Reading Online Novel

Kiss of Midnight(64)



Lucan growled, forced to remember her horrified expression again and again since he’d slain the Minion.

He could still see her take a faltering step backward, her eyes wide with terror and revulsion. She had seen him for what he truly was—had even flung the word at him in accusation the instant before she’d fled.

He hadn’t tried to stop her, not with words or by force.

All he’d known in that moment was the pure rush of fury as he drained his prey dry. Then he’d dropped the body like the rubbish it was, feeling a further surge of rage when he considered what might have happened to Gabrielle had she fallen into Rogue hands. Lucan had wanted to tear the human apart—nearly had, he acknowledged, vividly recalling the savagery he had wrought.

He, the cool one, so fierce in his control.

What a fucking joke.

His carefully held mask had been slipping from the moment he had first met Gabrielle Maxwell. She made him weak, exposed his flaws.

Made him want things he could never have.

He stared up at that second-floor window, chest heaving as he battled a fierce urge to leap up there, smash his way in, and take Gabrielle someplace where he could keep her all to himself.

Let her fear him. Let her despise him for what he was, so long as he could press her warm body down beneath him, easing his pain as only she could do.

Yes, the beast within him snarled, knowing only want and need.

Before the impulse to have her could win out, Lucan fisted his hand and brought it down hard on the hood of the off-duty police officer’s car. The vehicle alarm howled, and as curtains parted in every nearby window at the disturbance, Lucan leaped off the curb and jogged into the shadows of the waning night.



“Everything’s okay,” Megan’s boyfriend said, coming back into her apartment after he’d gone out to investigate the sudden trip of his car alarm. “Damn thing’s always had a hair trigger. Sorry ’bout that. Not like we needed any added tension tonight, eh?”

“Probably just kids causing trouble,” Megan added from beside Gabrielle on the sofa.

Gabrielle nodded in vague agreement at her friend’s attempt to soothe her, but she didn’t believe it for a second.

It was Lucan.

She had felt him outside with an inner sense she couldn’t begin to describe. It wasn’t fear or dread, just a marrow-deep awareness that he was close by.

That he needed her.

Wanted her.

God help her, but she had actually been hoping he’d come to the door, haul her out of there, and help her make sense of the horror she had witnessed a short while ago.

He was gone now, however. She felt his absence as strongly as she’d known he had followed her to Megan’s.

“Are you warm enough, Gabby? Would you like more tea?”

“No, thanks.”

Gabrielle held on to the tepid cup of chamomile with two hands, feeling a chill inside of her that no amount of blankets or hot water could chase away. Her heart was still racing, her head still reeling from confusion and stark disbelief.

Lucan had torn open that guy’s throat.

With his teeth.

He’d put his mouth to the wound and drank the blood that gushed out over his face.

He was a monster, like something out of a nightmare. Like those same fiends who attacked and killed the punker outside the nightclub—something that seemed so far in her past now that she could hardly believe it happened.

But it had, just as tonight’s slaying had happened, too: this time with Lucan at the center of it.

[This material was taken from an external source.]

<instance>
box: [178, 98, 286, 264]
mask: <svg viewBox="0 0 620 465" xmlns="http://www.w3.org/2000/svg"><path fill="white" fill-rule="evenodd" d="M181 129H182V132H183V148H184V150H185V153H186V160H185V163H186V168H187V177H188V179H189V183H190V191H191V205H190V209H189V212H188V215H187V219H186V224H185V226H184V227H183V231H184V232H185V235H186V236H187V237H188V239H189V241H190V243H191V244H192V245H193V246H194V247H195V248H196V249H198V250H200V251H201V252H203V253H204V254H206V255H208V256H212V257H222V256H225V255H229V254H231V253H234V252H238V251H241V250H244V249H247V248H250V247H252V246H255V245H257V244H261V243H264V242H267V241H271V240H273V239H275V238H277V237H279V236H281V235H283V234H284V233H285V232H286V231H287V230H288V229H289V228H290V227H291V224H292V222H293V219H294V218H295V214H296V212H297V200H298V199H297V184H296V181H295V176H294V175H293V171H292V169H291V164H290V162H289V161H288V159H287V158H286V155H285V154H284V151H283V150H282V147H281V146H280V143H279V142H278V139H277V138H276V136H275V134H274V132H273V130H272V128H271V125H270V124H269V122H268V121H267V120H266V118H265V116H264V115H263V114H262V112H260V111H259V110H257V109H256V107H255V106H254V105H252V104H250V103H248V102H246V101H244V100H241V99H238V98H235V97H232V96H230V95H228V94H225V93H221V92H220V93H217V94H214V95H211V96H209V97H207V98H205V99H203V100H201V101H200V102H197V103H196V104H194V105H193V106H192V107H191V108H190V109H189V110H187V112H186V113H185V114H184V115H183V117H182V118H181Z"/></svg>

Gabrielle had gone to Megan’s out of desperation, needing to be somewhere familiar, yet too afraid to go to her own apartment in case Lucan’s friend might be waiting for her there. She had told Megan and her boyfriend, Ray, how she’d been accosted on the street by the psycho from the police station. She’d relayed the facts that he’d also been spying on her a few days earlier, and when he’d confronted her tonight, he did so with a gun in his hand.

She wasn’t sure why she’d left Lucan entirely out of the story, crucial as his presence was. She supposed it was partly because regardless of his methods, he had killed tonight in order to protect her, and she felt a need to offer some of the same consideration to him.

Even if he was a vampire.

God, it sounded ridiculous even to think it.

“Gab, honey. You need to report what happened. The guy sounds seriously unhinged. The police need to hear about this, they need to get him off the street. Ray and I can take you. We’ll go downtown and find your detective friend—”

“No.” Gabrielle shook her head, setting her cold tea onto the sofa table with only the slightest quiver in her hands. “I don’t want to go anywhere tonight. Please, Megan? I just need to rest for a little while. I’m so tired.”